I've been thinking about a computational problem and could use some guidance for how to go about developing an algorithm to solve it.
On a Euclidean plane, I have a polygon A, a set of points A* bounded by A, another polygon B (that does not intersect A), and another set of points B* bounded by B. What I want is to create a mapping between points in A* and B* (not necessarily one-to-one or onto), re-scale the distances between mapped points (the rescaling can be different for each pair of points), and then "stretch" A and B so that mapped points are still contained within their bounding polygon but are the new distances away from each other. The polygons should maintain their shape to the greatest extent possible.
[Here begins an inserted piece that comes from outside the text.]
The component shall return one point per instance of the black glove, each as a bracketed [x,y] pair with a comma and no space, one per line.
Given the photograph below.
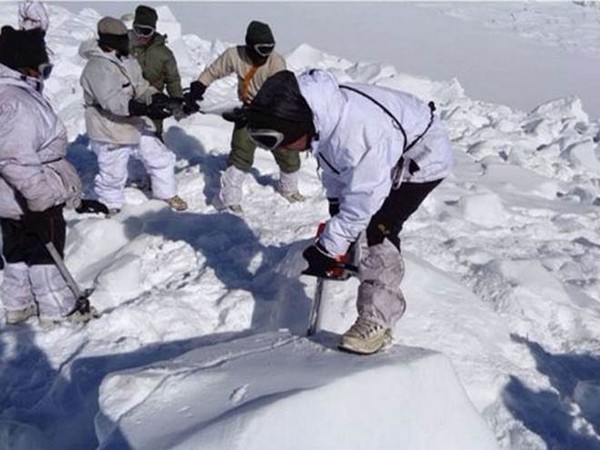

As a simple example, if A and B were squares of equal size centered along the X axis, A* consisted of the center point of A, B* consisted of the center point of B, and I wanted to halve the distance between those two points, I would stretch each polygon along the X axis towards the other by horizontally extending the top and bottom edges, horizontally shift the inner edges towards each other, and leave the outer edge unchanged. The new polygons would look like rectangles that are still centered along the X axis but with each of their center points and inner edges moved a quarter of the original distance towards one another.
Another way of visualizing the transformation is to use the raisin-in-bread analogy https://www.wwu.edu/skywise/hubble_pudding.html commonly used to explain the expansion of the universe. If the points in A* and B* were raisins, the algorithm would show how shapes around those points are distorted if space-time were expanding or contracting between pairs of points.
Ideally, a solution would generalize to any number of polygons with any number of mapped interior points.